華やかなショーウィンドウの前で両足を揃え、ときどき腕をあげて時計を確認する。着実に進む針に目をやると一息吐いて、鞄の中から取り出した携帯電話を耳に当てた。

「ごめん!遅れる!」
「……あとどれくらい?」
「30分くらいかな〜、ちゃんとお土産も用意してるから期待して待ってて!」

調子がいいんだから、と電源ボタンを押してふたたびショーウィンドウに背中を預ける。こうして彼女に待たされることは慣れたもんだ。

ぼうっと突っ立って10分ほどが経っただろうか、目の前を横切っていた人々が慌てるようにしてはけていく様子が視界の隅にうつり、体を乗り出して空を仰ぐと嫌な色をした雨雲が広がっていた。たまたま真上には屋根が備え付けられていた為に濡れずには済むが、傘を持っていない。すっかりコンクリートの色も変わって先ほどまでにぎやかだった大通りが閑散として雨音だけがやかましく響いている。一気に気温が下がったことで手先もすっかり悴んでいた。あと20分ほど耐えればいい。

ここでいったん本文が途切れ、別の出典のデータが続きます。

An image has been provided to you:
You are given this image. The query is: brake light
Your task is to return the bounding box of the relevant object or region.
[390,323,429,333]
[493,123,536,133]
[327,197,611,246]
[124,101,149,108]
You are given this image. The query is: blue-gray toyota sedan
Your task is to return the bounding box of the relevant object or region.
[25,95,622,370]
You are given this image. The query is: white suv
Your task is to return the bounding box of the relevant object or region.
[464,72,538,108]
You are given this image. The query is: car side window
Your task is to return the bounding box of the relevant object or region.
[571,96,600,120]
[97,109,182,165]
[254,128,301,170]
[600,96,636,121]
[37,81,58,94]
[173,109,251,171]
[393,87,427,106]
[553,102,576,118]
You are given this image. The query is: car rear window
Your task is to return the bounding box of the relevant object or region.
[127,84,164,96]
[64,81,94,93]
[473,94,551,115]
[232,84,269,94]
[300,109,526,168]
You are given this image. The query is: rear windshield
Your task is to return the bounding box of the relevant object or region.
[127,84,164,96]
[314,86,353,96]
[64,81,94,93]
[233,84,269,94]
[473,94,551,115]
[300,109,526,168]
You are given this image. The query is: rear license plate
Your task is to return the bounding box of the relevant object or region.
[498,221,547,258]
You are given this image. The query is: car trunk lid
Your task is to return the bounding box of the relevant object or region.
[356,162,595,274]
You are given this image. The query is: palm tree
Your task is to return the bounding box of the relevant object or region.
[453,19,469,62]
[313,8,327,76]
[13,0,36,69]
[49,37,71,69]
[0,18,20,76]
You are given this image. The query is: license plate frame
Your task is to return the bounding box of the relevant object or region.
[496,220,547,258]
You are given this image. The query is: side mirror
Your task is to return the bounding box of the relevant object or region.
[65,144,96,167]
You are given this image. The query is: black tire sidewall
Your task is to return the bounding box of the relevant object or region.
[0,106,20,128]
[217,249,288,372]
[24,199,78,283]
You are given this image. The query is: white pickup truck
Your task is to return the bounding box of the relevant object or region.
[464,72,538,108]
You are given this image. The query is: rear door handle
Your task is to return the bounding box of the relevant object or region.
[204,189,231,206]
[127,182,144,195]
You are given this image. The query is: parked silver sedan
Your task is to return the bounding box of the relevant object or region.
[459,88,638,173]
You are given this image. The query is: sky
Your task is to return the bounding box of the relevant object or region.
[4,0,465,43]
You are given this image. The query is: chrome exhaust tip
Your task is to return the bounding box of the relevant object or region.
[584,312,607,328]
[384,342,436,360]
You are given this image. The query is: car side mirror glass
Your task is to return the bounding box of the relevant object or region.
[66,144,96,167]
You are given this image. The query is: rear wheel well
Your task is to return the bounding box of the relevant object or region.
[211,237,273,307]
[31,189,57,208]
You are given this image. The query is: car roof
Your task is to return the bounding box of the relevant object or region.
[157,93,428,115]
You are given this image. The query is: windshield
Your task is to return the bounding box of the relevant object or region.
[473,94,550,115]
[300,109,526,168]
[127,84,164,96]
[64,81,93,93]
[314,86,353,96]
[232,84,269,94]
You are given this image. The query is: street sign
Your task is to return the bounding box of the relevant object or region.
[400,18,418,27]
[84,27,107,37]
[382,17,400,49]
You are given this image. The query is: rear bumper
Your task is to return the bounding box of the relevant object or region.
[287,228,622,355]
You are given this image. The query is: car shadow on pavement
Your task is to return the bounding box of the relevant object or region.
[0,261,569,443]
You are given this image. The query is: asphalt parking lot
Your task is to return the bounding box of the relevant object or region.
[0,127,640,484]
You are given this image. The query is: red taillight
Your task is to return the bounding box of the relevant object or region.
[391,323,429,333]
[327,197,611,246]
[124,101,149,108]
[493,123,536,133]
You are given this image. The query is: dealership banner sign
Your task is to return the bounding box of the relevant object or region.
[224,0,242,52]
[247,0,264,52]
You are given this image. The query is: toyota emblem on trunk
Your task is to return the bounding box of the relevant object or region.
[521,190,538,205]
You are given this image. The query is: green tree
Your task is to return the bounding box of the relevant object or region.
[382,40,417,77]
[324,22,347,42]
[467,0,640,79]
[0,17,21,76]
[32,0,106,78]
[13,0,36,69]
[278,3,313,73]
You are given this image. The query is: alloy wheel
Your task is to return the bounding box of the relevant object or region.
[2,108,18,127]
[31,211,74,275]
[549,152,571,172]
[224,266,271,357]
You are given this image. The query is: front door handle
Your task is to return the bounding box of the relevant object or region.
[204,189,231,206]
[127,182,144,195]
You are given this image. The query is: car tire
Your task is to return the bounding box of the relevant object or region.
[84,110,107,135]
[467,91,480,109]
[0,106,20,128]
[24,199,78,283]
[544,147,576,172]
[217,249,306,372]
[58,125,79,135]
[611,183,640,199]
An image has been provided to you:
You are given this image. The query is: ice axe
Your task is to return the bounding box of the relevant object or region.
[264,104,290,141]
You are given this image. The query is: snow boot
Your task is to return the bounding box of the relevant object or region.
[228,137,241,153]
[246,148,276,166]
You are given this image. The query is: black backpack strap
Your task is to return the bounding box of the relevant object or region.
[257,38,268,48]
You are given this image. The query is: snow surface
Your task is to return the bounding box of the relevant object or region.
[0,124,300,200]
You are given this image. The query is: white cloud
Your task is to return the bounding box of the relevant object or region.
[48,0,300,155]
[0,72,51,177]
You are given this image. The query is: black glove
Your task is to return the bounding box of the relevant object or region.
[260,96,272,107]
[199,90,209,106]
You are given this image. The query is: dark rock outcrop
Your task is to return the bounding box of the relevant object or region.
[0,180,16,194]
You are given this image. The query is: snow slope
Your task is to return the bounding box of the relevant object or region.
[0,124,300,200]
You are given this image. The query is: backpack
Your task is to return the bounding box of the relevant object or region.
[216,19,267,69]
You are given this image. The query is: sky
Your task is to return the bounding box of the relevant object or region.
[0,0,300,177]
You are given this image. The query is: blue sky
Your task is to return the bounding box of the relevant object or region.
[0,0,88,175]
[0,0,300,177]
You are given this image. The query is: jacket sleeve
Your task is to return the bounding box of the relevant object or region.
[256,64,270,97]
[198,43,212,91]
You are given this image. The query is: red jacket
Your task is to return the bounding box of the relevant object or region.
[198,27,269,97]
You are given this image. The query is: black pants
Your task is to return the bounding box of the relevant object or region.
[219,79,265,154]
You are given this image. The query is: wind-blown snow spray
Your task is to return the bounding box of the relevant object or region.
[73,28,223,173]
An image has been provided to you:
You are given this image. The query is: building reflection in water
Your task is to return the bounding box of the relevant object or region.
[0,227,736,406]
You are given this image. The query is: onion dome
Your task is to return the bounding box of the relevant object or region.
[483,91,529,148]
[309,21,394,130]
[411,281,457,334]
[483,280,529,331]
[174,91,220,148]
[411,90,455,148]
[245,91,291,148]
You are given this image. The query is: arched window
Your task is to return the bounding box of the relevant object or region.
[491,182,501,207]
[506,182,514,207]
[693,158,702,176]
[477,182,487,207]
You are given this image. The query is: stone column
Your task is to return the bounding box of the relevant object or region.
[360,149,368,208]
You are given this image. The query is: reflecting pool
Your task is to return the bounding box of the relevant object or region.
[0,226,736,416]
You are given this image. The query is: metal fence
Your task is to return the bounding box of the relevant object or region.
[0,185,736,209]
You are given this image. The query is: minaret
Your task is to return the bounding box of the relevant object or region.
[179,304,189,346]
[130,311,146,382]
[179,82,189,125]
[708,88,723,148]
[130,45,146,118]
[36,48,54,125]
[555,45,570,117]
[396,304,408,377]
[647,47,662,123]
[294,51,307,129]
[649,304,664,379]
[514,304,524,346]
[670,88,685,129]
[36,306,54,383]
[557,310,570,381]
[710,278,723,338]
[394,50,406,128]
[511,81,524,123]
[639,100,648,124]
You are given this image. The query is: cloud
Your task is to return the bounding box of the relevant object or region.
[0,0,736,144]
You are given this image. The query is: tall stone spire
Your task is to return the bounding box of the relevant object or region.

ふと、店内の様子が気になってゆっくりと振り返ってみればショーウィンドウいっぱいに光のようなものが溢れていた。最近はこういう特殊なガラスを使っているのかな、とガラスに触れるとフラッシュを焚かれたような一際明るい光に目が眩んだ。


ふたたび瞳を開けたとき、目の前に一人の女性がいた。今まで目にしたことのない、畏怖を訴えかけるような荘厳さに身が竦む。そんな私を置いて彼女はしずかに歩き出し、素直に私もそれに続いた。ここはあたたかい。それに、雨音がぴたりと止んだようだった。